At Google Cloud Platform Live, Google just announced a range of enhancements to its Infrastructure as a Service, Platform as a Service and Big Data analytics platforms. For starters, Google announced price cuts to its Google Compute Engine platform ranging from 30-85%. Prices for Google’s Infrastructure as a Service offering will be slashed by 32% for all “sizes, regions and classes.” Meanwhile, Google Cloud Storage and Google BigQuery experienced price reductions of 68% and 85% respectively. Google simplified the pricing of its platform as a service, Google App Engine, and reduced it by roughly 30%. In addition to price cuts, Google unveiled an analogue to the Amazon Web Services product reserved instances which provides deep discounts on VM pricing in the event they are used for one or three year time periods. Branded “Sustained-Use Discounts,” Google offers price cuts on top of its already announced reduction for customers who use a VM for more than 25% of a given month. Customers who use a VM for an entire month can see additional discounts of up to 30%, resulting in price cuts of over 50% compared to original prices given today’s other price reductions. Google is also launching BigQuery Streaming, an enhancement that enables the BigQuery platform to consume 100,000 rows of data per second and render the data available for real-time analytics in ways comparable to products such as Amazon Kinesis and Treasure Data. Moreover, Google announced a Managed Virtual Machines service that allows users to configure a virtual machine to their own specifications and subsequently deploy the VM to the Google App Engine infrastructure, thereby giving developers more flexibility vis-à-vis the type of machine managed that can take advantage of App Engine’s auto-scaling and management functionality. For developers, Google announced integration with Git featuring automated build and unit testing of changes committed as well as aggregated logs of testing results. Finally, Google revealed the general availability of Red Hat Enterprise Linux and SUSE Linux Enterprise Server and Windows Server 2008 R2 in limited preview for VMs.

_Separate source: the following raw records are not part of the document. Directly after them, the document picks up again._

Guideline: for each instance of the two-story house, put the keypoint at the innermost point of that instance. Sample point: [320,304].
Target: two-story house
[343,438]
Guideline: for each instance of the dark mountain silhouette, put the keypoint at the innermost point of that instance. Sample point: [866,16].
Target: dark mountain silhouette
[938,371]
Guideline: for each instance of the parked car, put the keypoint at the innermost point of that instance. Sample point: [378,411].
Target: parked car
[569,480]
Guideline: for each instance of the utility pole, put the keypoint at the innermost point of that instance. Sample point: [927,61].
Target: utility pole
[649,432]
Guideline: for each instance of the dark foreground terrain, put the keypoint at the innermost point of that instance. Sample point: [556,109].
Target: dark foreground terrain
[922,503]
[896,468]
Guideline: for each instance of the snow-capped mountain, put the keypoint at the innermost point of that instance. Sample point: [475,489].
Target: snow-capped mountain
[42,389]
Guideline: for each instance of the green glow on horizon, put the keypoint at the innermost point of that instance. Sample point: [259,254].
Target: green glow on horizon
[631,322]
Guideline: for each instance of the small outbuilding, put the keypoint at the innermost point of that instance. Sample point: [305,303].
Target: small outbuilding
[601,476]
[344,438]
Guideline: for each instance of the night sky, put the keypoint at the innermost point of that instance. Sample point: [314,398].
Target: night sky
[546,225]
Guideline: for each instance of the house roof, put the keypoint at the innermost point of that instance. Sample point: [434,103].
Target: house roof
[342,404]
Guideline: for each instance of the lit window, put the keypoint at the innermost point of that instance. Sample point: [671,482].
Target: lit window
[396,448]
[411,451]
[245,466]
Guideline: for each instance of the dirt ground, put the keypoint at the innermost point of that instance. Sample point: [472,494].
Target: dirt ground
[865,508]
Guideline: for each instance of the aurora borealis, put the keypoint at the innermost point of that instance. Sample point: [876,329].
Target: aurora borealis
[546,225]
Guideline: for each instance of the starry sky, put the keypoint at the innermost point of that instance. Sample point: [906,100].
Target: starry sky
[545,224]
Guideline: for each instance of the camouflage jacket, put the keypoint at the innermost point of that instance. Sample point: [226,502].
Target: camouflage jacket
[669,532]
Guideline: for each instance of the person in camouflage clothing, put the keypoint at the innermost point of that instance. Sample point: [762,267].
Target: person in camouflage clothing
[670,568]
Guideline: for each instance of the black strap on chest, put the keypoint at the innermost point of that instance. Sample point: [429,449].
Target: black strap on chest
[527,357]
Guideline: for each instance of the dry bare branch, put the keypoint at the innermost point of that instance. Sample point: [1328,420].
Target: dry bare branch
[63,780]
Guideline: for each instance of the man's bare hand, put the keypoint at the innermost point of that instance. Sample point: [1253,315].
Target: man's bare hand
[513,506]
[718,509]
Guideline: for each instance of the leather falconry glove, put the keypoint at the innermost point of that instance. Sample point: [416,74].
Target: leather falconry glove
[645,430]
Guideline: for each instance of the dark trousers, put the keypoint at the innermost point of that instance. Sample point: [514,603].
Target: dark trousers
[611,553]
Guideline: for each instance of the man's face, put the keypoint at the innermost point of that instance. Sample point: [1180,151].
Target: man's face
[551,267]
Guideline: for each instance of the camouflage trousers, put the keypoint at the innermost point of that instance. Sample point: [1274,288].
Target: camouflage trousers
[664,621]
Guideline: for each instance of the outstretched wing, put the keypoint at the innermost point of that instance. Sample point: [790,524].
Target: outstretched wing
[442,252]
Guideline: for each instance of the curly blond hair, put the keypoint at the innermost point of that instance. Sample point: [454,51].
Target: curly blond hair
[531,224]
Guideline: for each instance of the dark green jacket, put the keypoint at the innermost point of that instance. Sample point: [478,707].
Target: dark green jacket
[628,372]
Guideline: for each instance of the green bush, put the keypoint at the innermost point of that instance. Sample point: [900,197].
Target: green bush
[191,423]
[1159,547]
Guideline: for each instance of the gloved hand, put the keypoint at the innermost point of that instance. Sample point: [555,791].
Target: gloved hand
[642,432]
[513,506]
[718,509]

All told, today’s price cuts and news of functionality represent much more than a price war with Amazon Web Services. Just a day before the AWS Summit in San Francisco, Google confirmed the seriousness of its intent to increase traction for its development-related cloud-based products. The variety of today’s enhancements to Google Compute Engine, Google App Engine, BigQuery and the introduction of its Managed Virtual Machines service indicate that Google is systematically preparing to service the cloud computing needs of enterprise customers. Despite all the media hype over the last two years about companies gearing up “take on Amazon,” no other cloud vendor has even been close to the depth of IaaS features and functionality possessed by Amazon Web Services with the exception of Google as it revealed itself today. All this means that we now have a two horse race in the Infrastructure as a Service space until the commercial OpenStack community convincingly demonstrates the value of OpenStack-based cloud inter-operability in conjunction with richness of features and competitive pricing.